Wallander negó con la cabeza, pues no estaba para adivinanzas.

—Matilda Lamberg vive en una residencia situada a las afueras de Rydsgård y, como estaba tan cerca, pensé que no me costaría nada ir a visitarla.

—O sea, que la has visto, ¿no es así?

Svedberg adoptó enseguida una expresión grave.

—Sí, y créeme que fue tremendo. Está totalmente incapacitada.

—Bueno, bueno, ahórrame los detalles —atajó Wallander—. Creo que puedo hacerme una idea de todos modos.

—¿Sabes?, ocurrió algo extraño —prosiguió Svedberg—. Estuve hablando con la directora, una mujer amable, de esas heroínas ignoradas de nuestro tiempo. Le pregunté con qué frecuencia iba Simon Lamberg a visitar a su hija.

—¡Muy bien! Y ¿qué te dijo?

—Que jamás había estado allí. Ni una sola vez durante todos estos años.

Wallander no dijo palabra, pero sintió un profundo malestar.

—Elisabeth Lamberg solía ir una vez por semana, en general los sábados. Pero lo curioso no fue eso.

—¿Ah, no?, ¿y entonces?

—Pues según la directora de la residencia, la joven recibía las visitas de otra mujer. De forma irregular, aparecía a veces: nadie sabía quién era ni cómo se llamaba.
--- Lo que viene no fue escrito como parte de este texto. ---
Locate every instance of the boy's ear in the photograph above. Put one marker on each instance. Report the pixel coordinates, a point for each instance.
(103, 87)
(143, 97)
Wallander frunció el entrecejo.

«Una desconocida...»

De repente, la sensación de haber dado con una pista fructífera se fortaleció. Ignoraba de dónde procedía, pero allí estaba: por fin habían dado con una vía que los condujese a la resolución de aquel caso.

—¡Bien! —exclamó—. Excelente. Intenta localizar a todo el mundo: tenemos reunión.